Recently the optimism has been tempered. As I pointed out in May many companies try to manage earnings in order to be sure that when they announce their earnings they beat analysts' expectations. But this quarter it appears that pessimism is wide spread. So far there are 74 companies in the S&P 500 that have lowered their forecasts compared with 28 that have raised them - a ratio of almost 3 to one. For U.S. financials projected growth has fallen from 55.2% to 9.5%. The energy sector is no better. Their estimates have fallen by 5%.
But it's not just in the United States. Forecasts are declining all over the world. Consensus forecasts were predicting 12% growth for Europe next year. Morgan Stanley reduced this to a fall of 8% this year followed by growth of only 2% next. The spectacular growth in Asia has begun to slow. According to Bank of America Merrill Lynch in June there were only 63 upgrades for every 100 downgrades.
Over the past two months some large multinational companies in the U.S. have been trimming expectation. One bellwether is FedEx (NYSE:FDX). As an international shipper, its health can reflect the prospects for world trade. It recently reduced its forecast of $1.45 to $1.60 a share which was well below expectations of $1.70. Procter & Gamble (NYSE:PG) is usually considered a defensive stock. Even in bad times, people still have to buy soap. But it recently issued profit warnings. The Olympic Games were not enough to boost global sportswear giant Nike. (NYSE:NKE) Inventories are rising in Europe and China, which will ultimately lead to discounting and lower profits.
The U.S. company, Caterpillar Inc. (NYSE:CAT), manufactures machinery used in construction, mining, energy and other areas integral to growth. A large part of its sales are international, 9% come from China alone. In the final months of last year its sales were up 27%. These have slowed to 11%. Still the analysts remain optimistic. The company projects record earnings and analysts generally haven't made big changes in their second-quarter estimates.
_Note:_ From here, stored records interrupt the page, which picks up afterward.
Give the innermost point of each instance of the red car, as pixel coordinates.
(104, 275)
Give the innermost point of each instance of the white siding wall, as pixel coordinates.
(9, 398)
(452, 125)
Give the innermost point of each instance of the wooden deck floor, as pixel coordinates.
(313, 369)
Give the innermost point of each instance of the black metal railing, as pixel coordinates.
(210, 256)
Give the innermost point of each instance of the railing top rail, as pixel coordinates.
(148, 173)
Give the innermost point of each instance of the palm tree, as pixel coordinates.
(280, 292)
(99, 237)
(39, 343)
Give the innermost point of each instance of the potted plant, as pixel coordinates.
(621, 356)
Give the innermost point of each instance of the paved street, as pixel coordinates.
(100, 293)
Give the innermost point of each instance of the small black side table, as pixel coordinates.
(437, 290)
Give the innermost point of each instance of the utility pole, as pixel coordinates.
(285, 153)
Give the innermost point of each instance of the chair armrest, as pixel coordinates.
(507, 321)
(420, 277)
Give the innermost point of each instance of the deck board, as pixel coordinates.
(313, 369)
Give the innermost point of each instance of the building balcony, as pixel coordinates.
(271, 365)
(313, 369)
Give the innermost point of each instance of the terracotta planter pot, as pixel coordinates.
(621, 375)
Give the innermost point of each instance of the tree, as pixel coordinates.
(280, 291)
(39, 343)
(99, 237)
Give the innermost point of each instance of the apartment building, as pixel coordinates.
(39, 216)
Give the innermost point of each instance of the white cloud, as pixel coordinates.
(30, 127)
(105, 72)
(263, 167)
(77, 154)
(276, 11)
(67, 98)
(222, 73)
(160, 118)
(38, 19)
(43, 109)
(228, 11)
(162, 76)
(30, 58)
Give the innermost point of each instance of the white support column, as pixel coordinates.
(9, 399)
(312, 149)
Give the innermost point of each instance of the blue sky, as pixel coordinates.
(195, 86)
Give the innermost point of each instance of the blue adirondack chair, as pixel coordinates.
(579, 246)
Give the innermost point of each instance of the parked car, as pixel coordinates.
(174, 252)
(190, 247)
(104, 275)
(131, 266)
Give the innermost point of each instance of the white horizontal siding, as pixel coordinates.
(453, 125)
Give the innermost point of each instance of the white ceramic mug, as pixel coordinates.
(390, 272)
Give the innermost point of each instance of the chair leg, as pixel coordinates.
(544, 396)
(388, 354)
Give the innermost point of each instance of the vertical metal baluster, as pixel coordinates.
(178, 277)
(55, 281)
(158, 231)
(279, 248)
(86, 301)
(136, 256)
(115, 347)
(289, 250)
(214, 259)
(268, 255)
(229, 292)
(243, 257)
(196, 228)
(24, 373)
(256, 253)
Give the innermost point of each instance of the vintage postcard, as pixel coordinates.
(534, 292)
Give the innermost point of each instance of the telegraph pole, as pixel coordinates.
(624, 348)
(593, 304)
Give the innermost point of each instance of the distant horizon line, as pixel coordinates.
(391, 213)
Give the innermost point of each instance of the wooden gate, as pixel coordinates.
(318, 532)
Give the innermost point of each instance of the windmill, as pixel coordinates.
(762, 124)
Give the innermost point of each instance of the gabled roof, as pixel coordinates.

Caterpillar believes that growth in the U.S. will make up for the loss of international sales even though the most numbers show tepid growth.
U.S. companies are not the only ones that are having issues. The Economic Times in India reported that its analysis of 2302 companies reported that revenue growth fell to 13.5% year-on-year, compared with 19.3 % in the previous quarter, and 17.8 % in the quarter to September 2011. According to an analyst in Mumbai the second quarter "is going to be very rough - it will be a train wreck."
China is certainly not in any better shape. The widely expected soft landing has turned decidedly hard. The much anticipated monetary easing has actually been going on for six months without much effect. The Chinese adamantly refuse to lift restrictions of construction for fear of exacerbating the housing bubble. But the construction industry makes up between 11% and 15% of GDP. As the U.S. is discovering, it is difficult to stimulate an economy without a healthy construction industry.
Meanwhile the need for short-term loans has created a myriad of unstable daisy chains based on a wide variety of over leveraged stores of commodities, everything from copper to soy beans to cement and heavy equipment, each used as collateral for other investments. So it is not surprising that the Shanghai Composite is valued at near its record low of 12 times last year's earnings and 9.7 p/e of forecast earnings.
Last quarter managers were able to perform miracles managing analysts' expectations. Over 79% of reporting companies posted earnings per share that beat analysts' forecasts. This record has encouraged wildly optimistic forecasts of future earnings despite the global slowdown. These expectations will no doubt return to haunt the companies in the harsh light of reality. Present market valuations may be in for a large correction. A deluge of falling prices will seem far heavier than anything a monsoon can produce.
Disclosure: I have no positions in any stocks mentioned, and no plans to initiate any positions within the next 72 hours.